Astronomers expect a similar two-stage process from plumes of deep-sea volcanoes on the seafloors of Europa and Enceladus, although the dimensions and timescales may be different depending on the bodies’ gravitational pull and how their ocean waters circulate.
So, if organisms like S. pluma exist in the oceans of these moons, the findings from this study “could mean the likelihood of detecting evidence of these organisms […] is higher than previously thought,” Cable said. “One thing we expect is that, if life is present at Europa or Enceladus, it will likely be many different organisms living in a biosphere.”
Scientists hope those organisms will be detected by future missions that will search for life beyond Earth, including NASA’s Europa Clipper, which will launch in 2024 to study Europa’s habitability, and the Enceladus Orbilander, which will hunt for signs of life on that moon’s surface.
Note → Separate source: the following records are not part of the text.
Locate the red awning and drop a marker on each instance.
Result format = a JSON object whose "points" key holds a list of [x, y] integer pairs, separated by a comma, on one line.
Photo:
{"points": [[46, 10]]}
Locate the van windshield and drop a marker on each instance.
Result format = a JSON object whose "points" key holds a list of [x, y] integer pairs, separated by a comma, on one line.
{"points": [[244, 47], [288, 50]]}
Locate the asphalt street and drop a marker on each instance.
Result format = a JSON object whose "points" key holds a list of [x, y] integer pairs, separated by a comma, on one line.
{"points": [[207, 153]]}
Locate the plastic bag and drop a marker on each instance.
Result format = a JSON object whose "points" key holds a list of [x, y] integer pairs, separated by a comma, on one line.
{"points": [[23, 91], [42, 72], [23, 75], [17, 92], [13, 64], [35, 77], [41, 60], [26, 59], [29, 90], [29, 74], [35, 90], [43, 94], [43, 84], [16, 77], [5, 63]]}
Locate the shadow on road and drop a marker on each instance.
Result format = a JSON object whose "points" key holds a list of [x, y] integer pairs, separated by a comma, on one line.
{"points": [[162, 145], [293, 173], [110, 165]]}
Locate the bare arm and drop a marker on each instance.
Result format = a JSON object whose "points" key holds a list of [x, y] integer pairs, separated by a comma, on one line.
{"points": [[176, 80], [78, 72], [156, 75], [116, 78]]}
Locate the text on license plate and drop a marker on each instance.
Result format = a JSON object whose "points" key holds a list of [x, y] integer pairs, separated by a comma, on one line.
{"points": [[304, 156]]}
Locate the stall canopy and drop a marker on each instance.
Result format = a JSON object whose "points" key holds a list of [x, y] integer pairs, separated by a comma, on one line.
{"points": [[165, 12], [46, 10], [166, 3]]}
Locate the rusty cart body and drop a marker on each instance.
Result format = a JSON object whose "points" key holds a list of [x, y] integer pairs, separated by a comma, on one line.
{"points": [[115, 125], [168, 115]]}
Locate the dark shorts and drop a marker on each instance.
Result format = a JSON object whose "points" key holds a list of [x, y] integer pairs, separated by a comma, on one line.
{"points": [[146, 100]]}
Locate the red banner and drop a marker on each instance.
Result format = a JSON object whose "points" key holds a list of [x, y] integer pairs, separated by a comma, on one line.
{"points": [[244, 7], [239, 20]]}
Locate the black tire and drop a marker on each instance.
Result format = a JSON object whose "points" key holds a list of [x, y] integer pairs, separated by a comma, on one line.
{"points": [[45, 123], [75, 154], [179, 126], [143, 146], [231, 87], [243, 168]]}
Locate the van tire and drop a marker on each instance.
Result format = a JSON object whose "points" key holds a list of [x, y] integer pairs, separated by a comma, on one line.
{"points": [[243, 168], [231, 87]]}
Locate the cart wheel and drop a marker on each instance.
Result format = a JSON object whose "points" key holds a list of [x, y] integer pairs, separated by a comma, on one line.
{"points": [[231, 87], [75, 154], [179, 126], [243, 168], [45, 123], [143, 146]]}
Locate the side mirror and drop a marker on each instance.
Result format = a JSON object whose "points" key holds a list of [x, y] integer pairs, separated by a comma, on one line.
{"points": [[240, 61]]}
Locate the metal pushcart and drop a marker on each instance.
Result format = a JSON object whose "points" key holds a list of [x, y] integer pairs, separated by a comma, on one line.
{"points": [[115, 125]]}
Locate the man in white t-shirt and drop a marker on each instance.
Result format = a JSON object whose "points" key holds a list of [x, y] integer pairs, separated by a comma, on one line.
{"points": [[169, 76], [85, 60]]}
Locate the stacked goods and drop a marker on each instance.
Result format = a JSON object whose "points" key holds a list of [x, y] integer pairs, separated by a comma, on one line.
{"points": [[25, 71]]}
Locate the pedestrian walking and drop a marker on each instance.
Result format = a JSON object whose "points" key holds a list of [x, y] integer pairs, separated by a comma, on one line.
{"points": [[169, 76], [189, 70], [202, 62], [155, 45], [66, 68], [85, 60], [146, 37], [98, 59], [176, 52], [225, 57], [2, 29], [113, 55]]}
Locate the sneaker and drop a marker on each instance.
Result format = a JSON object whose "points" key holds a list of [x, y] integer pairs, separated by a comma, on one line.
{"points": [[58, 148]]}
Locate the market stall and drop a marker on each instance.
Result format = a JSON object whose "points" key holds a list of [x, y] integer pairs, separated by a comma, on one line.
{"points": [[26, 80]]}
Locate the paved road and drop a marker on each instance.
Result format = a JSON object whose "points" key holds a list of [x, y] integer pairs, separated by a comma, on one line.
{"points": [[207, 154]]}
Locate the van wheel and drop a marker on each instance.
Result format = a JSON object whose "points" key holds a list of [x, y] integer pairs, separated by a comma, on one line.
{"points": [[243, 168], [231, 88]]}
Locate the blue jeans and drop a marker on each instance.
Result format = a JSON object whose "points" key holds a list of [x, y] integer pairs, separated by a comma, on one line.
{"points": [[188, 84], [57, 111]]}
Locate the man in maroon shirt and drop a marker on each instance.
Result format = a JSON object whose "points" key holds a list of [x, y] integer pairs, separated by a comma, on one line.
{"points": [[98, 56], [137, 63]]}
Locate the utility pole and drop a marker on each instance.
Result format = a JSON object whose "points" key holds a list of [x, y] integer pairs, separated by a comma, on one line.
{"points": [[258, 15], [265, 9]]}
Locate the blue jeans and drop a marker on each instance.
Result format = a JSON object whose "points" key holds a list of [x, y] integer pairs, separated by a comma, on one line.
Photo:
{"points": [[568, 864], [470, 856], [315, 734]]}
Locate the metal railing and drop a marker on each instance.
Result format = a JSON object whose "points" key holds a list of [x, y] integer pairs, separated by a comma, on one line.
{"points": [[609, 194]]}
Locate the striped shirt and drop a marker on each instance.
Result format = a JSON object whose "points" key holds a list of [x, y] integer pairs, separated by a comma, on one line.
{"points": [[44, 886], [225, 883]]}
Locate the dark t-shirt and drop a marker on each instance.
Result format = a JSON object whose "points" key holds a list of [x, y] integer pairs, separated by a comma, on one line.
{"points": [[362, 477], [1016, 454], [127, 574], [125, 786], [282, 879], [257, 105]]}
Any life on these worlds is likely hidden below their icy surfaces. So it is important to consider where evidence for it might end up in a condition that left it recognizable for the spacecraft to find it, German said. The findings from the latest study show that S. pluma can survive all the way from its likely origin near seafloor vents to open waters in Earth’s oceans, getting mixed into distinct chemical environments as part of the rising and spreading plume.
If a similar form of life is present on the ocean-harboring moons of our solar system, the study’s results “tilt the odds in our favor that evidence of any life such seafloor vents fuel could be preserved, sufficiently intact, to make it to the top of the ocean and out onto the surface where we could hope to find it,” German said.
The research is described in a paper (opens in new tab) published March 9 in the journal Nature Microbiology.